I just returned from SANS Toronto 2008 SEC504, and it was great. There were ways it could have been better (most courses are like that), but overall, no complaints - UW's money was well-spent.
One comment I made a couple of times was I thought there should be more "this is what you can expect to see in your [log files | tcpdumps | whatever]", maybe at the cost of some of the slides on things like format strings and buffer overflows. While I realize that those are important for people to know about, I think the course title would be better reflected by a bit more "this is what you'll see" instruction and a bit less technical-but-not-very type instruction. Not a major change, maybe a dozen slides or so.
Being me, I had to point out a few typos and such, although I have to say the slides themselves and the supplementary comment was generally extremely well-edited.

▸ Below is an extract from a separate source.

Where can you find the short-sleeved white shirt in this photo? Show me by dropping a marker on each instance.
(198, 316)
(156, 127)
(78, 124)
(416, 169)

Oh, and it didn't hurt that I won two books during the Capture the Flag competition today - one for being the first to find a flag on one of the Linux boxes, and the other for getting the final flag first. So I have a copy of Malware: Fighting Malicious Code and Counter Hack Reloaded, the latter signed by Ed Skoudis and Bryce Galbraith (my course instructor).
Everything people say about SANS courses being like drinking from a fire hose is correct though; there was a lot of material covered in 5 days. (It's a six day course, but the last day is the CTF lab.) While it's true that you don't need (m)any Linux skillz for this one, trust me - it helps, you're not wondering what he's talking about and trying to figure out syntax. The fellow behind me hadn't touched a Unix machine in 8 years, and was having a hard time of it; part of the reason I got the secret stuff first was I didn't have to fumble about just trying to remember how to cat a file or work gcc. Hardly l33t, but it's easy to forget how tricky that can be to somebody who's also trying to take in tons of other new material.
Now I need to take a day to rest my brane, and then organise my notes so I know what to start whining about at work.